California enters the new year with its existential issues still unresolved, and a new one – an immense budget deficit – threatens to make dealing with them even more difficult.

California has made little progress, if any, on its shortage of housing, or its levels of homelessness and poverty. Its population is declining as Californians decamp for other states.

The Legislature’s budget analyst has calculated that California faces a $68 billion gap between revenue and already programmed spending over a three-year period that began in 2022. Annual deficits are in the $30 billion range thereafter.

Next week, Gov. Gavin Newsom will quantify his version of the yawning gap and how he proposes to close it, touching off six months of negotiations with the Legislature on a 2024-25 budget.

Competing ballot measures has become a trend.

It will dominate election-year discourse in California and complicate Newsom’s simultaneous efforts to expand his national political image by portraying California as a model of compassionate and effective governance that should be emulated elsewhere.

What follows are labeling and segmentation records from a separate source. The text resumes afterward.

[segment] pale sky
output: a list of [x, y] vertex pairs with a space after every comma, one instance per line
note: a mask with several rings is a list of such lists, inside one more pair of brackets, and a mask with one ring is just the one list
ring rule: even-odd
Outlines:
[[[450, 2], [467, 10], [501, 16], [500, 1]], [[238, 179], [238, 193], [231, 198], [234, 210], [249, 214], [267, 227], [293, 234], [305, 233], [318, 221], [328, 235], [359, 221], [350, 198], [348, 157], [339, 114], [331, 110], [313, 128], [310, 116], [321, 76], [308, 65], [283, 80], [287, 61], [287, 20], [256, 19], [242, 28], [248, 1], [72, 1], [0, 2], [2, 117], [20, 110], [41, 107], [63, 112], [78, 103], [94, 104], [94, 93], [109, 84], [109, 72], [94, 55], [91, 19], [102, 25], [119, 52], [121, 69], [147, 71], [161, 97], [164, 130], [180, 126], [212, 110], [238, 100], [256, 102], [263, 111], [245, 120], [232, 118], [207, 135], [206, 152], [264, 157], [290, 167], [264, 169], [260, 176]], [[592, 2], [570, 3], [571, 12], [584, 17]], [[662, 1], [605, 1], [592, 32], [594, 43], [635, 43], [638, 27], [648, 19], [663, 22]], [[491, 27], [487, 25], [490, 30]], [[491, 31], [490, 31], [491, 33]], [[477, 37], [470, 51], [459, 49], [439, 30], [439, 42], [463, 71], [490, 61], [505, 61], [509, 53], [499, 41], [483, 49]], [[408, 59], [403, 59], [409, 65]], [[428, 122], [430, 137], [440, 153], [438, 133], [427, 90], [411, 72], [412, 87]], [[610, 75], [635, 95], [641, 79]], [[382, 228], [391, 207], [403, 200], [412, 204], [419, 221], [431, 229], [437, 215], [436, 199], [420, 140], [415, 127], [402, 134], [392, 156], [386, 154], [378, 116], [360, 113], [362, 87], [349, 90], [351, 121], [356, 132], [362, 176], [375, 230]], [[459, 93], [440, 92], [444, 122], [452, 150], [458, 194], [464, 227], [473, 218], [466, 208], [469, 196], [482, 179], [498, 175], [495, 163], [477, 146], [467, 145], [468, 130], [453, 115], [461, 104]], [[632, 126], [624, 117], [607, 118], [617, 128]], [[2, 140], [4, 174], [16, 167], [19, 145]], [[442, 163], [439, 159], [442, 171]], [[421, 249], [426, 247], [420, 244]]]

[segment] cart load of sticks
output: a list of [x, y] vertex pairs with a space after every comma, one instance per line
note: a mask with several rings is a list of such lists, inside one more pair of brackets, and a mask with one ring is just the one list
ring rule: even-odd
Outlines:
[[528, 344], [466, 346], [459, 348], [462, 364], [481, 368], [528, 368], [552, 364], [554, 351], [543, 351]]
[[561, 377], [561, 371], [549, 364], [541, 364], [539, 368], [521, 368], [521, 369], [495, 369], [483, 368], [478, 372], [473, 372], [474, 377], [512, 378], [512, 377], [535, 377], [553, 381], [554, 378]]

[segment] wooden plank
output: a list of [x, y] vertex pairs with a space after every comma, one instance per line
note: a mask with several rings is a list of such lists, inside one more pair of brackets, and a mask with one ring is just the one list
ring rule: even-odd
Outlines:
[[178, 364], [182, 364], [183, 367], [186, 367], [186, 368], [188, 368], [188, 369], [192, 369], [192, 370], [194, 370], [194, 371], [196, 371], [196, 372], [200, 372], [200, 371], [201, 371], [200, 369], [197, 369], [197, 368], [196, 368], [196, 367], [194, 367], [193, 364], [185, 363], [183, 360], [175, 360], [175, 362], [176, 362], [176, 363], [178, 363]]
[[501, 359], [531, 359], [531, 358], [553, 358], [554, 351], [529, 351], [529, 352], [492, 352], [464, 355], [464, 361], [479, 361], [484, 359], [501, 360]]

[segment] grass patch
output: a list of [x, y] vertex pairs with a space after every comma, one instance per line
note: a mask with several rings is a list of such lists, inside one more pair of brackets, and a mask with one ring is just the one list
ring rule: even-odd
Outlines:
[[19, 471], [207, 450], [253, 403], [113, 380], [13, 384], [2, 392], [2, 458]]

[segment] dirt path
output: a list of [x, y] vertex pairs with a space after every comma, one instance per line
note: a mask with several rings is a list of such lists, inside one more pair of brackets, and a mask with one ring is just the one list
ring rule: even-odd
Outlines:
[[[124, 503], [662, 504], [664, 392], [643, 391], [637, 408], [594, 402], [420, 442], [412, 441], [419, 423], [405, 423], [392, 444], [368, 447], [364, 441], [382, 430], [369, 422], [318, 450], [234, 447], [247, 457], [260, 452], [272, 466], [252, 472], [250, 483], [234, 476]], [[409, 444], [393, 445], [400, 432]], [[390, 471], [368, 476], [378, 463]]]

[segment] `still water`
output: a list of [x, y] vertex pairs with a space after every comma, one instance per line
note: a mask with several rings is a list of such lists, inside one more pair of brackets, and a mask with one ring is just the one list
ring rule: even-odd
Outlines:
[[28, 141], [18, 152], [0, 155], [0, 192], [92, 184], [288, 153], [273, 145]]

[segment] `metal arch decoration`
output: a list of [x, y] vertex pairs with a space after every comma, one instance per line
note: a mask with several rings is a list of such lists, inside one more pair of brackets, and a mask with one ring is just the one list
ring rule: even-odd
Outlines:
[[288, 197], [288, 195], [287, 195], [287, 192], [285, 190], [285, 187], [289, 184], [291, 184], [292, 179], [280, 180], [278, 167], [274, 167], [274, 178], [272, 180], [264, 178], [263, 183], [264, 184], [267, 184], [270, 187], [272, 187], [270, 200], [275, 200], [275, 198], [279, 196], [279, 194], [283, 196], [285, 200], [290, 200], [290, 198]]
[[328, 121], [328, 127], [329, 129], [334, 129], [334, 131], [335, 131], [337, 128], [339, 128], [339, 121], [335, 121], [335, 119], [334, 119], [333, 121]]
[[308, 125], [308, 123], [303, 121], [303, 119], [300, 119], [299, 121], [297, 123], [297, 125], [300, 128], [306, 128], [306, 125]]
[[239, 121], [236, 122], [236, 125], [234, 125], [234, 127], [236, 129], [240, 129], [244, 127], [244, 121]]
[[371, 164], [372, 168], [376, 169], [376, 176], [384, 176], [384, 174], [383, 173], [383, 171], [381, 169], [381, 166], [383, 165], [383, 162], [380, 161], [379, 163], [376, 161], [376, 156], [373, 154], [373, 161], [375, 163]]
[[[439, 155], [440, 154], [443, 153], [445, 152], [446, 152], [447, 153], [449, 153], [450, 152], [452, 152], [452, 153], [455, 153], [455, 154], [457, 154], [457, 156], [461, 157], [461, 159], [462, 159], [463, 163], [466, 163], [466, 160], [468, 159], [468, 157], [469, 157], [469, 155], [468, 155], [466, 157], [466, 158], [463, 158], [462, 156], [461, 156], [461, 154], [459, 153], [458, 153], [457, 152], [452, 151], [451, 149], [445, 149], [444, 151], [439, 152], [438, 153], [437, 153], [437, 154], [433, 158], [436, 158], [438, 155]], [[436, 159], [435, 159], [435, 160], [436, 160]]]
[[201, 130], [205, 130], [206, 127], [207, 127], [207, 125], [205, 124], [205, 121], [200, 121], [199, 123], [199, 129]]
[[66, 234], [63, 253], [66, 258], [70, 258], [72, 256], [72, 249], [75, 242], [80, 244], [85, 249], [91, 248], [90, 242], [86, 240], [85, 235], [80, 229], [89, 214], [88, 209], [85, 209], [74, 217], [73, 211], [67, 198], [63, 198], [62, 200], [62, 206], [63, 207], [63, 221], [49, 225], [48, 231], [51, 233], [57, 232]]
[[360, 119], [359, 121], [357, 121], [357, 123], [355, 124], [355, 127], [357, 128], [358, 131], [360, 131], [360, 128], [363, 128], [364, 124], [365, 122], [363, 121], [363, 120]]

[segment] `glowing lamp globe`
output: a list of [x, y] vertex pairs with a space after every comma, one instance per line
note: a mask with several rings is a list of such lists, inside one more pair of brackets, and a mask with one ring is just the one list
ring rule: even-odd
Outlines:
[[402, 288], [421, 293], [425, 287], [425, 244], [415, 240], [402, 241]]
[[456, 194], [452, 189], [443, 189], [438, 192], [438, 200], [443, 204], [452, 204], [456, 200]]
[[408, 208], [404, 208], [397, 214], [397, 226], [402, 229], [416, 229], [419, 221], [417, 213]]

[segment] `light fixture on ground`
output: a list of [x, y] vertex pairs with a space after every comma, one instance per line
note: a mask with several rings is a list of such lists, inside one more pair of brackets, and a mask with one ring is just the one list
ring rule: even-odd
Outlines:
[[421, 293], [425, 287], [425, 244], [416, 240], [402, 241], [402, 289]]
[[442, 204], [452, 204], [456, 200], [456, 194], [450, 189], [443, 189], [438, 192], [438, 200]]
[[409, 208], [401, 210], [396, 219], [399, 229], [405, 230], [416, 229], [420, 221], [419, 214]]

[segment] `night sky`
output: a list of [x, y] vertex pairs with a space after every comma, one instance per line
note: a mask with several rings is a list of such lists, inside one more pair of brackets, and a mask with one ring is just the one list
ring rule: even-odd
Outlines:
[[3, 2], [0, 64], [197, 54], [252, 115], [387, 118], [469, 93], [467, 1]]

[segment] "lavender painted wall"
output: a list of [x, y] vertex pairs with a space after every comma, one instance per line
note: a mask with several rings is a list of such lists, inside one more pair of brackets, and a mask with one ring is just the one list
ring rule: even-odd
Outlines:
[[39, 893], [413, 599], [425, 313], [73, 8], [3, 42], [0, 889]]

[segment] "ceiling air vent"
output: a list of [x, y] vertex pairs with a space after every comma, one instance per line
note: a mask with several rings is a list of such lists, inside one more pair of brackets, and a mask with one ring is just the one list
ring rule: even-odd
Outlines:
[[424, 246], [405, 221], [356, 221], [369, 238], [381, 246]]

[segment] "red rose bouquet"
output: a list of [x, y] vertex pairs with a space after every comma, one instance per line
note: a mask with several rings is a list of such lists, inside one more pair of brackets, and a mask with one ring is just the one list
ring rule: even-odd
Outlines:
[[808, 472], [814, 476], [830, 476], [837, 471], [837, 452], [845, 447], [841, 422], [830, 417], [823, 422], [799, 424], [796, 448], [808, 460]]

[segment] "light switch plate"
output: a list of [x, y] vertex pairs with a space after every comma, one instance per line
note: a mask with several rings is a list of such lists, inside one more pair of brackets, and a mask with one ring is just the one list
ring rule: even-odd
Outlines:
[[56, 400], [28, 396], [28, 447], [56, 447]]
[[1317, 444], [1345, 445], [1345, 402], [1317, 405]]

Newsom and other statewide officials will not be on the ballot this year, and it’s certain that Democrats will continue to enjoy supermajorities in both legislative houses. The big election year action will be on a spate of high-dollar ballot measures, particularly those that would affect how Californians are taxed. While it’s coincidental that tax issues are arising just as the state experiences one of its periodic budget deficits, the juxtaposition does give the campaigns for and against an added flavor.

The most prominent tax measure, sponsored by the California Business Roundtable and other corporate groups, would make raising taxes more difficult. If passed, it would require voter approval of any state tax increases and increase voting thresholds for local taxes.

Democrats and their allies, especially public employee unions, despise the measure, and the Legislature seeks to undermine it with a constitutional amendment – also on the November ballot – that would increase the required voting margin for measures that increase margins for taxes.

In addition to those dueling propositions, a third measure, also placed on the November ballot by the Legislature, would lower the voting threshold for local taxes and bonds for infrastructure improvements. Having competing ballot measures on the same issue has become something of a trend in recent elections.

Those, however, are just three of the propositions that could be placed before voters this year. Statewide voters will decide on at least a dozen measures in November. Competing interests could easily spend a quarter-billion dollars trying to persuade voters.

Interestingly, and perhaps sadly, none of them will materially affect the aforementioned existential issues that have come to define California in the 21st century. The chances are that when Californians look back on 2024, those issues will be as depressing as ever.